Surrounded by all these section mates, I experienced a flashback to fifteen years ago, when we had had enjoyed countless house parties as graduate school students. In the brief intervals between the endless deluge of case studies, we would drink beer and wine at each other's houses, and just as now, we would stand around talking, raise an uproar and dance.
Here we were fifteen years later, the same section mates, chatting away with drinks in hand. Different time, different place, yet exactly the same colleagues. It's really wonderful how, once a few drinks have calmed down the initial jitters, we can so quickly pick up where we left off all that time ago.
We chatted away for a while, soaking up the pleasant atmosphere, but then began to worry a little about our children, so we left the party a little early. Promising to meet everybody again the next day at the Gala Evening, we said our goodbyes and jumped in a yellow taxi back to our hotel in the rain.
The following afternoon, panel discussions were organized by graduating year. For these panel discussions, you chose one of three topics. Interestingly, the topic that drew the most participants was not "The Board Responsibility of the Company Director" or "The Flow of Technology in the Next Generation," but, "The Work-Life Balance."
The ensuing debate focused on questions such as, what is success in life, what is most important to you in life, what does it mean to be happy, and what do you want your legacy to be for society. MBA graduates of the same year shared their thoughts on these topics.
I suppose that most people in the United States have, by their mid-forties, essentially realized their desired careers. Having affirmed their lives to this point, many begin to seek a more balanced lifestyle.
I recalled a breakfast conversation I had with a fellow Japanese graduate I had happened to run into that morning in the hotel elevator. This was the fiftieth anniversary of his graduation. According to him, 250 of the 600 people from his year had already passed away. Apparently, many of his contemporaries had wanted to retire in their late forties to spend the rest of their lives working for NPOs or foundations.

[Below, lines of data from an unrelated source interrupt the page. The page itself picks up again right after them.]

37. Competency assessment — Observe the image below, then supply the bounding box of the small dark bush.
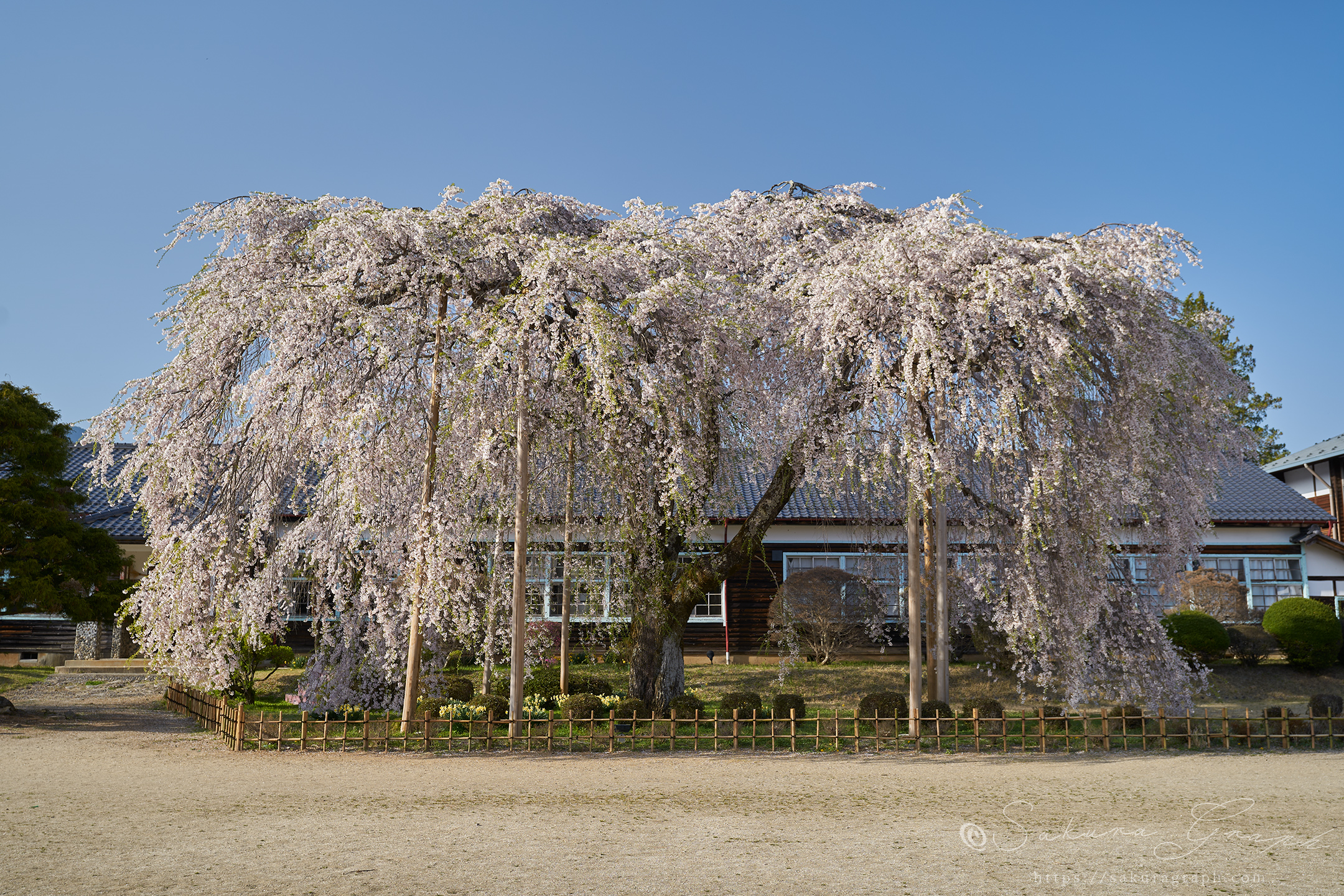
[430,676,476,702]
[523,665,612,701]
[1307,693,1344,716]
[961,697,1004,719]
[472,693,508,719]
[561,693,607,719]
[859,691,910,719]
[719,691,765,719]
[1162,610,1231,666]
[615,697,649,719]
[668,693,704,719]
[1263,598,1340,671]
[919,700,957,719]
[1106,704,1144,735]
[1227,625,1278,666]
[1040,707,1068,730]
[770,693,808,719]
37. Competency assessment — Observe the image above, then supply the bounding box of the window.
[691,591,723,622]
[783,553,906,620]
[1199,558,1246,583]
[1106,556,1176,612]
[1250,558,1302,610]
[285,577,313,617]
[506,551,623,622]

He had spent half his life in the U.S. working at an American firm and currently resides in Silicon Valley. He said he was thinking about returning to Japan in the near future, When I asked why, he explained American society tends to cast aside its elderly, and so it would be difficult staying. "If you retire here without a sound financial base," he said, "you face some tough times." You certainly don't see many people over sixty in Silicon Valley. I guess they all want to be happily retired by then.

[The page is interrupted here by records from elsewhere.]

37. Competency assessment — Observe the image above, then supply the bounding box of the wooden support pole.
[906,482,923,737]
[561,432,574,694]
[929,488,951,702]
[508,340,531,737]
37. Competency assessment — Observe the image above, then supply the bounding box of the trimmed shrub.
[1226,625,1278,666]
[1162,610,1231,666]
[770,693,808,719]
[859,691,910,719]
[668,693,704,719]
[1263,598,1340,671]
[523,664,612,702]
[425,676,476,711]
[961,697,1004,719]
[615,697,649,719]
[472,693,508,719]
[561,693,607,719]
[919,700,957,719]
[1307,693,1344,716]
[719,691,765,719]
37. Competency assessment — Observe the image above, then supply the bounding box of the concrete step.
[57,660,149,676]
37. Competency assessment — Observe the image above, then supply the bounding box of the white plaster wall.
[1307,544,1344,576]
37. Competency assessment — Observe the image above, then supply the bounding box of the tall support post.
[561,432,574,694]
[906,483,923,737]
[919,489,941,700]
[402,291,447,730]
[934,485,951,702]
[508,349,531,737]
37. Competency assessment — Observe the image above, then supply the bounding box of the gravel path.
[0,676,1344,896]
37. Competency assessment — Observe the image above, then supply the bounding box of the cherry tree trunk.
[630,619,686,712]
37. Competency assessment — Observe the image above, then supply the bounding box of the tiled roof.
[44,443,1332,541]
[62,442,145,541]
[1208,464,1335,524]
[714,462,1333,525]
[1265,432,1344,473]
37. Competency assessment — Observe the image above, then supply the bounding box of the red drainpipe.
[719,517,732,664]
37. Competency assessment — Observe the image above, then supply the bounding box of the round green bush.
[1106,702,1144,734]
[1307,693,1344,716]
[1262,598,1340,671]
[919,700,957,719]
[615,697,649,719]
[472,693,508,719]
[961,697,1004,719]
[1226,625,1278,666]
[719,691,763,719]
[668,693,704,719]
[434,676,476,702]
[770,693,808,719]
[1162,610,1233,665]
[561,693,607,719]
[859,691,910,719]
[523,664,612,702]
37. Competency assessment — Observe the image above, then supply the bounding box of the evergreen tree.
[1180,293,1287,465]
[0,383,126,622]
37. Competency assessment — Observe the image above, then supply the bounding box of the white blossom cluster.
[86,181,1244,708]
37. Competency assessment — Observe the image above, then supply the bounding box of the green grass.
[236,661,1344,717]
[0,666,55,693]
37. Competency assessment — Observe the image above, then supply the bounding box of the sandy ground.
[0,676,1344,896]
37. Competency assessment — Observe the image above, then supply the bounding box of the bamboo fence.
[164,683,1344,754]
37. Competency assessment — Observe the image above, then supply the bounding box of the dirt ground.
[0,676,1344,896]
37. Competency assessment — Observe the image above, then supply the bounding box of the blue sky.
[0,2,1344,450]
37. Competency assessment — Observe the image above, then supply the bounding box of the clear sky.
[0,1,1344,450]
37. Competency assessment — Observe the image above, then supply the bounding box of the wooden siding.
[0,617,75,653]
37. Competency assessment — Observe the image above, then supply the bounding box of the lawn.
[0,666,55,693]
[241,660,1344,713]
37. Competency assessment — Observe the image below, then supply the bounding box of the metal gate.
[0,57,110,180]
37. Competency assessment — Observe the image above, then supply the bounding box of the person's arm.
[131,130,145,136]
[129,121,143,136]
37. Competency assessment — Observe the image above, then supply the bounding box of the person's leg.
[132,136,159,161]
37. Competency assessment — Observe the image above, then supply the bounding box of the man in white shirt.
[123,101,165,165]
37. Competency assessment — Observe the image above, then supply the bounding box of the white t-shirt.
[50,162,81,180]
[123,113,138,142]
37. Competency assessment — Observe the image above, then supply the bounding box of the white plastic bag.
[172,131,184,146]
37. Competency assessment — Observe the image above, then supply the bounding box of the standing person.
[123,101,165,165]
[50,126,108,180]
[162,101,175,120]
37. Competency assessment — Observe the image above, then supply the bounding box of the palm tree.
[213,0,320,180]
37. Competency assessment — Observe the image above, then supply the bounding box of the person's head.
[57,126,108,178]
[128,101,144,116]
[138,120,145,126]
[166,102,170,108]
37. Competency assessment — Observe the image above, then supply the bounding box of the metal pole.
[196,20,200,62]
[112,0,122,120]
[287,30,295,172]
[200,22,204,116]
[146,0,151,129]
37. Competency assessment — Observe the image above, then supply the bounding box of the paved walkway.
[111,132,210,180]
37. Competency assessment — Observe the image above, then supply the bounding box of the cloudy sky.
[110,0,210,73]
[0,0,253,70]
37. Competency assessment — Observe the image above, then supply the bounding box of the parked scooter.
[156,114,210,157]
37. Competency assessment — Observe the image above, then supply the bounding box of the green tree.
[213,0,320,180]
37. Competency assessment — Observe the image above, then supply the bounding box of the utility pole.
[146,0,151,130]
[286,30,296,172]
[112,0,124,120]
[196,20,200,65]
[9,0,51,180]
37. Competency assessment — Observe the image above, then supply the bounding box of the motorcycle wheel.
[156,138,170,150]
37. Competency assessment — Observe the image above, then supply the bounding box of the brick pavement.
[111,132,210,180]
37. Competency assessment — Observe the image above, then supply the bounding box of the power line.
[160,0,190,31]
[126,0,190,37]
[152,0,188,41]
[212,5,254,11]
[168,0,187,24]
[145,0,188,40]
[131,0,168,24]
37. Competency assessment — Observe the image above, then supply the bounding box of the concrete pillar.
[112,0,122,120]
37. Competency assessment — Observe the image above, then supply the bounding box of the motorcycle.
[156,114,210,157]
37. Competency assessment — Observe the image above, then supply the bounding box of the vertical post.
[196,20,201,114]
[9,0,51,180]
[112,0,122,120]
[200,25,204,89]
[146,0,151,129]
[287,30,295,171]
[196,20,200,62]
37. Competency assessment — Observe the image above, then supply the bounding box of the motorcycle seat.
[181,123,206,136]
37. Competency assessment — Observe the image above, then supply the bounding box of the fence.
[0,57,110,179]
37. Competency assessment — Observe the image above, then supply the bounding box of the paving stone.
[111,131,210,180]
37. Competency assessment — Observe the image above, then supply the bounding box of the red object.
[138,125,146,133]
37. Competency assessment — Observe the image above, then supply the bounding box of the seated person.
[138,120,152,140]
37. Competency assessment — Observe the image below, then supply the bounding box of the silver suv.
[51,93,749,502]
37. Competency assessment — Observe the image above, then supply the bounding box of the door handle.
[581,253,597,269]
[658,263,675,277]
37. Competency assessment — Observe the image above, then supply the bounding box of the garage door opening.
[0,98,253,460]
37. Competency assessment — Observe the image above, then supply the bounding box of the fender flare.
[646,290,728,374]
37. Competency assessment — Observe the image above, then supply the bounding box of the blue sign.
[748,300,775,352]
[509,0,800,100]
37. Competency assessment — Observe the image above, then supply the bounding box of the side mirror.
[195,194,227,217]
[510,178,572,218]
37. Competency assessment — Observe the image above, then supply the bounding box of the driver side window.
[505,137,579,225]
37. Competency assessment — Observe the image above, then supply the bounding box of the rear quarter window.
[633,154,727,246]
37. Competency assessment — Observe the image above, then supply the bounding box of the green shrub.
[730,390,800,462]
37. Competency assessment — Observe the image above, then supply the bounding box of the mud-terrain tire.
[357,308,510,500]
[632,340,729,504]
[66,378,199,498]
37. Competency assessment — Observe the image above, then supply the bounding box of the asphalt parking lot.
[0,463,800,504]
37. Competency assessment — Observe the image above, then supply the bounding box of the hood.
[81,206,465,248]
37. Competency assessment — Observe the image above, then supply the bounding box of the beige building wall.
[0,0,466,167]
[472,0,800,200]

When I asked other graduates who were attending their twentieth anniversary alumni party what it was like, they answered that many had already retired. I suspect my section mates have also reached the point at which they are thinking about life after retirement. I, for one, have no intention of being happily retired in my forties. I am living my dream job right now, I genuinely enjoy working and I'm proud to be contributing to society.
I met my section mates once more at the Gala Night that evening. They all looked cheerful and seemed ready to enjoy this reunion to the fullest.

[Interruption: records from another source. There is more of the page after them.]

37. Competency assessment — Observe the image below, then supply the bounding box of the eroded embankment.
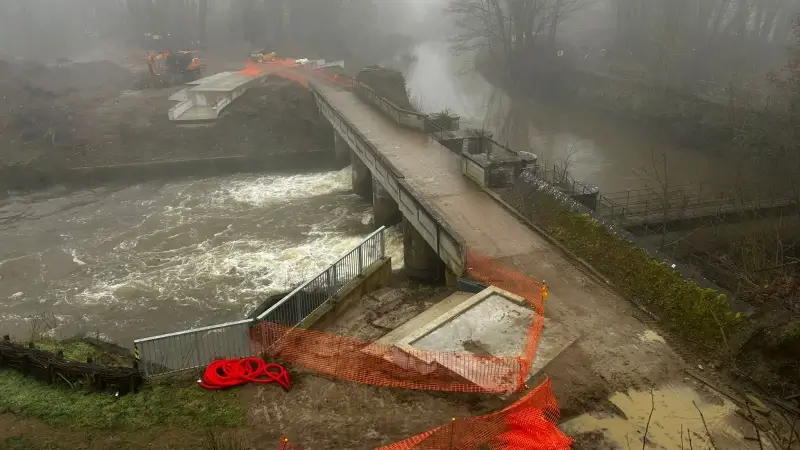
[0,57,330,190]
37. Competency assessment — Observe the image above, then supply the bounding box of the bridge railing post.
[358,245,364,276]
[378,230,386,258]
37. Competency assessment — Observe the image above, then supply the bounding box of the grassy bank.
[500,177,740,352]
[0,340,244,431]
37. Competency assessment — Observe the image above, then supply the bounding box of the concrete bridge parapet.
[309,82,466,280]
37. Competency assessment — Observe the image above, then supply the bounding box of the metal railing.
[134,227,386,377]
[536,160,799,227]
[256,227,386,327]
[353,79,448,140]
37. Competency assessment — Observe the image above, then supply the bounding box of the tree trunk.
[197,0,208,46]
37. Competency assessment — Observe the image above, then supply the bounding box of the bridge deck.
[318,86,542,258]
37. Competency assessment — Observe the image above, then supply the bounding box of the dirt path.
[503,250,784,450]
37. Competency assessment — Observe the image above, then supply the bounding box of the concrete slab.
[173,106,219,122]
[189,72,263,92]
[186,72,236,86]
[169,88,189,102]
[363,286,579,391]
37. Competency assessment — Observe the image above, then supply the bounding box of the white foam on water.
[215,167,351,205]
[8,168,410,342]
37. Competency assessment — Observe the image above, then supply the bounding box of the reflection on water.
[561,385,771,450]
[0,168,403,344]
[405,43,752,192]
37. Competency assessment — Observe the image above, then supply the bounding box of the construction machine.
[250,50,278,63]
[147,50,205,86]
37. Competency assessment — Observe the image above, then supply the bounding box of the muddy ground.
[0,373,511,450]
[0,56,330,176]
[0,278,518,450]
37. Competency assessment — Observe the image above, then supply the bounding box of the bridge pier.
[403,217,444,283]
[372,177,403,229]
[333,130,352,167]
[350,151,372,200]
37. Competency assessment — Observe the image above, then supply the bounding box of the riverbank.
[0,272,518,450]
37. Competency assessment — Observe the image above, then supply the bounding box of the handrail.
[254,227,386,320]
[133,319,252,344]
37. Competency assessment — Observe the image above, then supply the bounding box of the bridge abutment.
[333,130,353,167]
[372,177,403,228]
[350,151,372,200]
[403,217,444,283]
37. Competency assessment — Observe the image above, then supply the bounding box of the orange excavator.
[147,50,205,86]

The next morning, a jet with my eight family members onboard took off from Boston Logan Airport. I had left the fifth and tenth-year anniversary alumni meetings feeling inspired and encouraged to push myself harder. This time, after fifteen years, I felt a deeper desire to enjoy other aspects of my life. I found myself wondering what my section mates will look like when we meet again at the twentieth anniversary in 2011.
We were welcomed by the blue skies of California.
After meeting an investor in the Bay Area, I was on my way home.